Mechanisms Involved in the Inhibitory Effects of Mycophenolic Acid on the PDGF-induced Proliferation of Vascular Smooth Muscle Cells.
- Author:
Jehyun PARK
1
;
Hunjoo HA
;
Myoung Soo KIM
;
Kyu Ha HUH
;
Yu Seun KIM
Author Information
1. The Research Institute for Transplantation, Yonsei University College of Medicine, Seoul, Korea. yukim@yumc.yonsei.ac.kr
- Publication Type:Original Article
- Keywords:
Mycophenolic acid;
Vascular smooth muscle cells;
Platelet-derived growth factor (PDGF);
Cell proliferation
- MeSH:
Allografts;
Animals;
Atherosclerosis;
Blotting, Western;
Cell Proliferation;
Humans;
Mitogen-Activated Protein Kinases;
Muscle, Smooth, Vascular*;
Mycophenolic Acid*;
NADPH Oxidase;
p38 Mitogen-Activated Protein Kinases;
Phosphorylation;
Rats;
Reactive Oxygen Species;
RNA, Messenger;
Thymidine;
Up-Regulation
- From:Korean Journal of Nephrology
2004;23(4):567-576
- CountryRepublic of Korea
- Language:Korean
-
Abstract:
BACKGROUND: Vascular smooth muscle cell (VSMC) proliferation plays an important role in the development and progression of chronic allograft vasculopathy as in atherosclerosis. We already reported that mycophenolic acid (MPA) inhibited VSMC proliferation, cellular reactive oxygen species (ROS) and mitogen-activated protein kinases (MAPK) in human VSMCs. In this study, we examined further molecular mechanisms involved in the anti-proliferative effect of MPA in rat VSMCs. METHODS: Primary rat VSMCs were stimulated with PDGF-BB 10 ng/mL in the presence or absence of MPA and various kinds of cell signaling inhibitors. Cell proliferation was assessed by [H3]- thymidine incorporation, NAD(P)H oxidase subunits mRNA expression by RT-PCR, dichlorofluorescein- sensitive cellular ROS by FACS, and the activation of PDGF receptor-beta (Tyr 751), rac1, and MAPK by Western blot analysis.

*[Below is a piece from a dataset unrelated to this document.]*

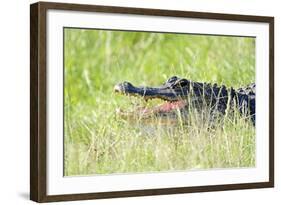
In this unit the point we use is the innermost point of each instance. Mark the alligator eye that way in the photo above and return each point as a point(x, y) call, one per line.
point(181, 83)
point(172, 79)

RESULTS: PDGF increased cell proliferation and cellular ROS, activation of PDGF receptor-beta (Tyr 751), rac1, expression of p22phox and MOX1 mRNA, ERK 1/2, and p38 MAPK, compared to control. MPA inhibited up-regulation of rac1 phosphorylation, p22phox and MOX1 mRNA expression, cellular ROS, and phosphorylation of ERK 1/2 and p38 MAPK. However, MPA did not affect PDGF receptor-beta (Tyr 751) activation. Wortmannin, diphenyleniodonium (DPI), trolox, and NAC, each inhibited PDGF- induced ERK 1/2 and p38 MAPK activation. PD98059 and p38 MAPK inhibitor also inhibited PDGF-induced cell proliferation. CONCLUSION: These results suggest that MPA inhibits PDGF-induced VSMC proliferation through inhibiting NAD(P)H oxidase-dependent cellular ROS leading to ERK 1/2 and p38 MAPK activation.